Never having been out in this part of Colorado and Utah, I wasn’t quite sure about the roads and directions. I looked closely at the Navajo map that I had bought at Mesa Verde and kept a mental picture of it as I rode out of Hovenweep. I did not want to backtrack, because going back the same way, meant adding a lot more time to my day. So, I turned right instead of left at the national monument’s entrance and followed the road northeastward.

A big part of this area seemed to be part of the monument, because of the signs I saw along the way. There were quite a few turnoffs to different canyons, but all of these turnoffs were dirt roads. As I kept riding northeast, the road seemed in disrepair, but not completely un-rideable. There was no center line and no shoulders and some bumps in spots, but it was still paved. Then, something changed. I rounded a corner and the pinyon-juniper trees that lined the road dropped away and I was surrounded by a vast farmland. I’m not completely sure, but I believe what was growing was alfalfa.  Another distinctive change was the air temperature. It had dropped significantly, as if the wind blowing across the vast fields was drawing upon the moisture in those fields and creating a cool breeze.
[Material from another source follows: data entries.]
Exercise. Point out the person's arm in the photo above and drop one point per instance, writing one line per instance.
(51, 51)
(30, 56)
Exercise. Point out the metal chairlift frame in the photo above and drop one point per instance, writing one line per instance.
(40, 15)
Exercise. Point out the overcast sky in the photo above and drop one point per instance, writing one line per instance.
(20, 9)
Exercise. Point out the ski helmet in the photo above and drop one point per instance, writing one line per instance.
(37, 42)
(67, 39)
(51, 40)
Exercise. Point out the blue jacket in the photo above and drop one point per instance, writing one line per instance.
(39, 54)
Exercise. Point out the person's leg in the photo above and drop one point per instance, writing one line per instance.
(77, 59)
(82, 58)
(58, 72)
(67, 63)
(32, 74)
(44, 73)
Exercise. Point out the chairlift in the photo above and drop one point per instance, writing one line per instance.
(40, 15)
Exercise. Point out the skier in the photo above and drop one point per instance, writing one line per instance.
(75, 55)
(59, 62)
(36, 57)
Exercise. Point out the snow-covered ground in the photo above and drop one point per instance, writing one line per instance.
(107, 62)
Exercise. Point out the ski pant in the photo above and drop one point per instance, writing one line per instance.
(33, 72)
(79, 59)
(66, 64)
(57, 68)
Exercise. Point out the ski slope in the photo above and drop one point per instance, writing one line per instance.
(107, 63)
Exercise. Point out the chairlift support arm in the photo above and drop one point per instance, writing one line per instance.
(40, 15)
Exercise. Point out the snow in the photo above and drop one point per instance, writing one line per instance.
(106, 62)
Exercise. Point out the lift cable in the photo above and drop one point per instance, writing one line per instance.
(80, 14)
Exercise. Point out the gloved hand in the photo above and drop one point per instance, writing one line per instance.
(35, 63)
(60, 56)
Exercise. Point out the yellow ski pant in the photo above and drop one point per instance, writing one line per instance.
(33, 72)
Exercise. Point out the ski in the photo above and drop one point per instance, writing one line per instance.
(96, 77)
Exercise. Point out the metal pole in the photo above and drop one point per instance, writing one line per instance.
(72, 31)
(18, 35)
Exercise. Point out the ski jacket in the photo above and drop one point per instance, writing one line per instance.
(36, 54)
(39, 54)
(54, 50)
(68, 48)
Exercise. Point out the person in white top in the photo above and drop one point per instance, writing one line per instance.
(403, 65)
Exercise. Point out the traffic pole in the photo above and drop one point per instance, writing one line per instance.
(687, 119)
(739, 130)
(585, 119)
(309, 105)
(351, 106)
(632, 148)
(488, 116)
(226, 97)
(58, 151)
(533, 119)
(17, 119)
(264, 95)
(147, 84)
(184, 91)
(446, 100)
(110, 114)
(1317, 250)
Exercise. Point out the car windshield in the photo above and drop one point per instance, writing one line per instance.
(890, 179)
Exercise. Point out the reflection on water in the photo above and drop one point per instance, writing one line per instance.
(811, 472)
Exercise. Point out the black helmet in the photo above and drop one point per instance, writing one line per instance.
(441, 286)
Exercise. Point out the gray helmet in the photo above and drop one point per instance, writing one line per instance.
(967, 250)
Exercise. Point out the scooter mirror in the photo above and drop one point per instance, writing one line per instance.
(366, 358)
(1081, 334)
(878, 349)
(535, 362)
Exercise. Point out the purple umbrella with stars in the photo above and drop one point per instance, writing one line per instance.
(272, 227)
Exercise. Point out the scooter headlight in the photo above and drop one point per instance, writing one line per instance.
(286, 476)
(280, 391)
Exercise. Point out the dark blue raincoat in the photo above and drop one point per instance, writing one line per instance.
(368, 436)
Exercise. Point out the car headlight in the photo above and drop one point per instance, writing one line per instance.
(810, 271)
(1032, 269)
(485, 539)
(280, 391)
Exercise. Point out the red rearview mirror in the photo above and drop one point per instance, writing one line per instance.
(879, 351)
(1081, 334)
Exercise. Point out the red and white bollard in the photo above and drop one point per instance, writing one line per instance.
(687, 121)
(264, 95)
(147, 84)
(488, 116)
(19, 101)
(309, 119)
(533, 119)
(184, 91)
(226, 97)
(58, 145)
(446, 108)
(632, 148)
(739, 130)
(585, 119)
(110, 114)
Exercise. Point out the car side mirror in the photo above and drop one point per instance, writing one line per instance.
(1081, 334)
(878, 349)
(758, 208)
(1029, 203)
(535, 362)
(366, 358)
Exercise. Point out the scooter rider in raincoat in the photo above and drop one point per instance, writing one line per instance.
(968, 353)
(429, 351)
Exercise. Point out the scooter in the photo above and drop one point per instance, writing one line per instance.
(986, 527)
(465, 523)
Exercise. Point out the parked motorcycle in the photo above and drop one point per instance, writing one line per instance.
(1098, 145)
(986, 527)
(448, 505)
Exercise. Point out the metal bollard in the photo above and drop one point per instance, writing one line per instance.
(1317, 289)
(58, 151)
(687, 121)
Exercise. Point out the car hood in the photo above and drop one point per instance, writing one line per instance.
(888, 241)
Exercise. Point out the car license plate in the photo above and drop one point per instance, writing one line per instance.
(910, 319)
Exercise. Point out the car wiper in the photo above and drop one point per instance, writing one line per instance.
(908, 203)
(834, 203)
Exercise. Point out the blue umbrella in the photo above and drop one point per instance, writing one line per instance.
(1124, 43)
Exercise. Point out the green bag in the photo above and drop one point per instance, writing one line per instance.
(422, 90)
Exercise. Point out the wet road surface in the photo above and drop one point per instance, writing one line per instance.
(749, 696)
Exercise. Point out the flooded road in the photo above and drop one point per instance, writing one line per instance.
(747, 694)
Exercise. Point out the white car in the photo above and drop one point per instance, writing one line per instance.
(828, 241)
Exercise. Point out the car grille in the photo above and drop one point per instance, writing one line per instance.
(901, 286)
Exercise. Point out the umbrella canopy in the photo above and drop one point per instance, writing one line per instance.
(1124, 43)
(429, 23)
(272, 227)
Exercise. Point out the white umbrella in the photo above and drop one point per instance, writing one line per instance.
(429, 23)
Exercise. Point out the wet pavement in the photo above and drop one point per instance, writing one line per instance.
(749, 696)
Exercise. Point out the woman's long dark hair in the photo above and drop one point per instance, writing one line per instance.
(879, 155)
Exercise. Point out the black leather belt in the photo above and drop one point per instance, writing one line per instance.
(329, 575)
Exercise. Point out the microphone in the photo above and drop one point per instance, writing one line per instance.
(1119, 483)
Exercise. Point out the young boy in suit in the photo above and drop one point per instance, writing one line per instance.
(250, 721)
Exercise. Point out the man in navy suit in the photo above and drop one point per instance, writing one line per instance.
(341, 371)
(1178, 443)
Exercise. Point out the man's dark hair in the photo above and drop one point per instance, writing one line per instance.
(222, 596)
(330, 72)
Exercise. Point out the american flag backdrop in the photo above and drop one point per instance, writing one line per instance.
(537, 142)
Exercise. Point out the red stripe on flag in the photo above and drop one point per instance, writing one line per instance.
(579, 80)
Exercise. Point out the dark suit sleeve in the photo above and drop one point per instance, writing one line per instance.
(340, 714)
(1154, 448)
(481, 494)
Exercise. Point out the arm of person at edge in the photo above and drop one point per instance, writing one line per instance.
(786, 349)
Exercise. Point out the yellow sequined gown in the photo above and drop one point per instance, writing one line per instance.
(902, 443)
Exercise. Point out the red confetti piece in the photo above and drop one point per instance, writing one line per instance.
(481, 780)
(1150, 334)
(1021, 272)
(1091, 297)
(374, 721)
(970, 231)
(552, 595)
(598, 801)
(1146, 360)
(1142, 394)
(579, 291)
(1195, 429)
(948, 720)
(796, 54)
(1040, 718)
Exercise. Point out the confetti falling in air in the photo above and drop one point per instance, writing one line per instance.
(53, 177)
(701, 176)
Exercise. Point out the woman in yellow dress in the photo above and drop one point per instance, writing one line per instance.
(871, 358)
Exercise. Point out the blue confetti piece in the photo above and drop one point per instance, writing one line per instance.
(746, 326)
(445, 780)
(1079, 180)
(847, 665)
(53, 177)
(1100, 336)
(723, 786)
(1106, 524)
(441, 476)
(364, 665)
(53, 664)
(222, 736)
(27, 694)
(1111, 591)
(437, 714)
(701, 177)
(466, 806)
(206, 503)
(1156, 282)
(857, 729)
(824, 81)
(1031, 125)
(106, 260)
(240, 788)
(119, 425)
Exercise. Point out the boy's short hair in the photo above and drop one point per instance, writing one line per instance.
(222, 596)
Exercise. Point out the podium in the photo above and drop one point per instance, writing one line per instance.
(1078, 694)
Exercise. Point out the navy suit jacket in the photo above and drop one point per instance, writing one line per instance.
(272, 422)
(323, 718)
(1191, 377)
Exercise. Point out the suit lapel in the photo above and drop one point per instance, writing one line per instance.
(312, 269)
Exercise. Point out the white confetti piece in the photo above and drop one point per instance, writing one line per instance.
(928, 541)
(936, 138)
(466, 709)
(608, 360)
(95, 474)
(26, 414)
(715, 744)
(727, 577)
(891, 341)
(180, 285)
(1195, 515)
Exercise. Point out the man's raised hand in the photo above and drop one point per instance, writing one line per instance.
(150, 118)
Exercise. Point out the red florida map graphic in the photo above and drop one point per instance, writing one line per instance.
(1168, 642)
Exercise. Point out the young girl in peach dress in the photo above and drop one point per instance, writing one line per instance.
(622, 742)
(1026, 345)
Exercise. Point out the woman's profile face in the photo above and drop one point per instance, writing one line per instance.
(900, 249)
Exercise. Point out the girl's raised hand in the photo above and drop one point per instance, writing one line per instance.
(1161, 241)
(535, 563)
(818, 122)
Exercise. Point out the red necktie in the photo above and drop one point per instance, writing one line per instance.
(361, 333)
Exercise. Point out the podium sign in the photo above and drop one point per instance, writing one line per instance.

Again…I was just a tad awe-struck.

Now typically, when you drive along farmland, the roads that divide the farms are dirt roads, but for some reason, out here, they were paved. I was quite pleased with this and was able to reach Hwy491 without any trouble at all. As I rode south on this road, I noticed a sign that read CSU Southwest Colorado Research Center. Then it struck me that maybe all those fields had something to do with the university. CSU is renowned for its agricultural research.

Back to Durango and to see my hubby

Ok, now it’s time to see my hubby. I made one more stop by Dolores, which is the northern end of the Trail of the Ancients. I would have wanted to also stop at the Anasazi Heritage Center just north of Cortez, but it closes at 5 pm and the time was already 6:30. So, I kept on riding back to Durango and made no more stops until I reached my destination…my ‘home away from home’.

As I dismounted my bike and removed my helmet, I heard my husband whistle from the balcony. It was such a wonderful sound indeed. After removing my other motorcycle gear and dragging my tired body upstairs to shower away the day’s dirt, we sat on the balcony to share our day and enjoy the late evening breeze.

The next day was my ‘relaxation’ day…also my 49th birthday. And my plan was to not ride my motorcycle, but to hike the trail to Bridal Veil Falls in Telluride.